Pobre Cataluña. Repito que la Historia ya nos ha mostrado todo esto. No en balde Vargas Llosa definió el miércoles al nacionalismo como «cultura de los incultos» y refugio de «nostálgicos del fascismo y el comunismo». Se trata, como dice Boadella, de «un estado paranoico que da una especie de energía a la sociedad». Para montar ese tigre sólo hace falta carecer de escrúpulos y estar dispuesto a huir hacia delante al coste que sea.
Los más ingenuos creen que todo se reduce a una jugada electoral y que una vez que Mas se asegure otros cuatro años en el poder el soufflé ira desinflándose gradualmente. Pero esto jamás ha sucedido así. Es probable que Mas sea un gran farsante pero quien espolea el tigre de la revolución pierde siempre su control. Tendrá que optar entre ser devorado por el monstruo que ha alimentado o dejarse arrastrar por una deriva cada vez más enloquecida.

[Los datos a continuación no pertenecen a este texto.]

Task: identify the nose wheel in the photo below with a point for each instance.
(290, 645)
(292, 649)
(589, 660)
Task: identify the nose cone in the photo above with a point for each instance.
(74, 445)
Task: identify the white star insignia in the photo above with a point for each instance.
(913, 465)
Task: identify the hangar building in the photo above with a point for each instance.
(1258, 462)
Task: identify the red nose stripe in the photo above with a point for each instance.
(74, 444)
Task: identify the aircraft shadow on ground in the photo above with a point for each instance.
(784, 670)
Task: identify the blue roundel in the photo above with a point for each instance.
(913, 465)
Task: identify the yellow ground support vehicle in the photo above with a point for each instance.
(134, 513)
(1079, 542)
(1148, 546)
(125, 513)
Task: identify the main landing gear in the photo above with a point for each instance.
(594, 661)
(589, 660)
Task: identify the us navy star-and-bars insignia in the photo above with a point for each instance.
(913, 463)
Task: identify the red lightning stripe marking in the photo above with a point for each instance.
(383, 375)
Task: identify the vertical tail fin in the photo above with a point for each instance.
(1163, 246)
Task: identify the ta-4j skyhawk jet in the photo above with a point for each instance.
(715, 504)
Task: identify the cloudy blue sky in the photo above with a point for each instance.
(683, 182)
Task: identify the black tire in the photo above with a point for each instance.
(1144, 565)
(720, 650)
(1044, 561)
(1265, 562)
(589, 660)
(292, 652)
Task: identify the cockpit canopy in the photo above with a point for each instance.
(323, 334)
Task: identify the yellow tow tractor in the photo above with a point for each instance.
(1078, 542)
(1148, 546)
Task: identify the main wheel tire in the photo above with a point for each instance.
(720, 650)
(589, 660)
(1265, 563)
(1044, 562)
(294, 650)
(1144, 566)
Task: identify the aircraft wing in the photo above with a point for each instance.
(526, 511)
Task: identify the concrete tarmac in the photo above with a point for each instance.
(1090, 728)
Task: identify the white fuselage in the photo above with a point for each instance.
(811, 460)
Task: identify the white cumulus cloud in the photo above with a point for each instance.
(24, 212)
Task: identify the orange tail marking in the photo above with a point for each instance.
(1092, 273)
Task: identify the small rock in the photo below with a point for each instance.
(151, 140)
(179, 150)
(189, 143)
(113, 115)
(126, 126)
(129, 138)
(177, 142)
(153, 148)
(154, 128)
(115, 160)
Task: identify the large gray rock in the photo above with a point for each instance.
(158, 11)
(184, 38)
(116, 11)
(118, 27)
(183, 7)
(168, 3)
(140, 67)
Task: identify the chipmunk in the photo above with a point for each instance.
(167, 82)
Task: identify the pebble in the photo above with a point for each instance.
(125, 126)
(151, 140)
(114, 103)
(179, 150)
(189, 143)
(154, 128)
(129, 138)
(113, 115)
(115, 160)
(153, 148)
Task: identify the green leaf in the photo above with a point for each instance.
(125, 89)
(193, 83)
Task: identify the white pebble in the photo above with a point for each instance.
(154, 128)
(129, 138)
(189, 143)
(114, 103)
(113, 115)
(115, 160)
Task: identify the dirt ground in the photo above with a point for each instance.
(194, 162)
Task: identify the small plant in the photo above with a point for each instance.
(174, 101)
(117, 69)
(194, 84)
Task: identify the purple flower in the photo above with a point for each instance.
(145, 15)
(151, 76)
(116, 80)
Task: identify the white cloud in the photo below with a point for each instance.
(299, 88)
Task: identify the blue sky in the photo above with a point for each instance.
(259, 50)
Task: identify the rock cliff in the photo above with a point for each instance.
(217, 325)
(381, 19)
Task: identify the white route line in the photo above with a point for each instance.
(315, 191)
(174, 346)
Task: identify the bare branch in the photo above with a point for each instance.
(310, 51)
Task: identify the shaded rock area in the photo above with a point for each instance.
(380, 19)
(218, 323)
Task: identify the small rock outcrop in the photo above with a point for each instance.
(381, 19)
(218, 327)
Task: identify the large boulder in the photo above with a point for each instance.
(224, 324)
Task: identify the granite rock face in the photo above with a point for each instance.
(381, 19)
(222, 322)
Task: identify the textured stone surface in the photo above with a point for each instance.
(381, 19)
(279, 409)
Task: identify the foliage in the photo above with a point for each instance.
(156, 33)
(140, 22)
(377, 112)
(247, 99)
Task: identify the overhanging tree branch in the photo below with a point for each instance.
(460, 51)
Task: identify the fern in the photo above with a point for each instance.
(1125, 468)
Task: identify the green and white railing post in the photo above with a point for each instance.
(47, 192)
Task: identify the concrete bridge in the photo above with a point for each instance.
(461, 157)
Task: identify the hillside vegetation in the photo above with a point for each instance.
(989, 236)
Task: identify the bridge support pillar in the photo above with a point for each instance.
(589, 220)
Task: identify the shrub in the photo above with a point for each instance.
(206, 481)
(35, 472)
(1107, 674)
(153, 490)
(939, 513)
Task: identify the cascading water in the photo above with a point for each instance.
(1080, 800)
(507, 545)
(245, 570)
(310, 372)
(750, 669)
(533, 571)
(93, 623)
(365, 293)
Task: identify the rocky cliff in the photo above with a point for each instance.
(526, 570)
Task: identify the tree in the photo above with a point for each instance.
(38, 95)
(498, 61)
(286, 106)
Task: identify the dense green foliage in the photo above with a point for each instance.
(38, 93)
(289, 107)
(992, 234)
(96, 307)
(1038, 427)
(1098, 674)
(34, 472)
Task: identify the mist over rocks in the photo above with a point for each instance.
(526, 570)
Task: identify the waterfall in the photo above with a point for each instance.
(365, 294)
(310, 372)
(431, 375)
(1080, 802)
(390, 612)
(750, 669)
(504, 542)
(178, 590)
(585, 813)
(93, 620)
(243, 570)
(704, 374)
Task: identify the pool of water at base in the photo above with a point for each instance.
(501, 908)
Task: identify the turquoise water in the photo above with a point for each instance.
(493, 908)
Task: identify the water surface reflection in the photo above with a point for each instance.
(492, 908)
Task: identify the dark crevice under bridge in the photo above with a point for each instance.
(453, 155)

Es en este sentido en el que acierta de pleno Aznar cuando advierte que así como la destrucción de España es poco menos que inverosímil, y no porque tengamos tanques y una Constitución con todos sus artículos sino porque existen los tratados de la Unión Europea, bien podría producirse la destrucción de Cataluña como espacio de convivencia y pluralismo. Giscard me preguntó el martes almorzando en Madrid qué haría Cataluña fuera del euro y de la propia UE. «Ellos creen que podrán conseguir que cambien las reglas», le expliqué. «¡Ah, no saben lo que es Europa! Necesitarían 10 años sólo para que Europa se lo planteara», me contestó.
Esa es la realidad. Mas y sus corifeos están engañando a los catalanes al ocultarles que los muros de la legalidad española y europea son infranqueables para un proyecto de secesión unilateral porque nadie reconoce a Cataluña como sujeto de soberanía y ese derecho no se adquiere en una votación sea cual sea su resultado. La frustración que generará descubrirlo sólo podrá ser acallada estimulando aun más la escalada del miedo y el odio a través de un enfrentamiento entre los catalanes partidarios de llevar el desafío hasta las últimas consecuencias y de aquellos que se aferren a sus derechos constitucionales.
Pere Navarro ha tenido la lucidez de equiparar el radicalismo de Mas con el de Bildu. La claridad con que se expresa el líder del PSC respecto al «ego mesiánico» de su rival está siendo, de hecho, la única buena noticia de la precampaña. Pero quién nos iba a decir que la famosa espiral «acción-reacción», a través de la que siempre pretendió activar ETA las «contradicciones internas» de la democracia española, terminaría convirtiéndose en la hoja de ruta que, con medios muy diferentes pero fines simétricos, adoptara el partido que representa los intereses de la autosatisfecha burguesía catalana.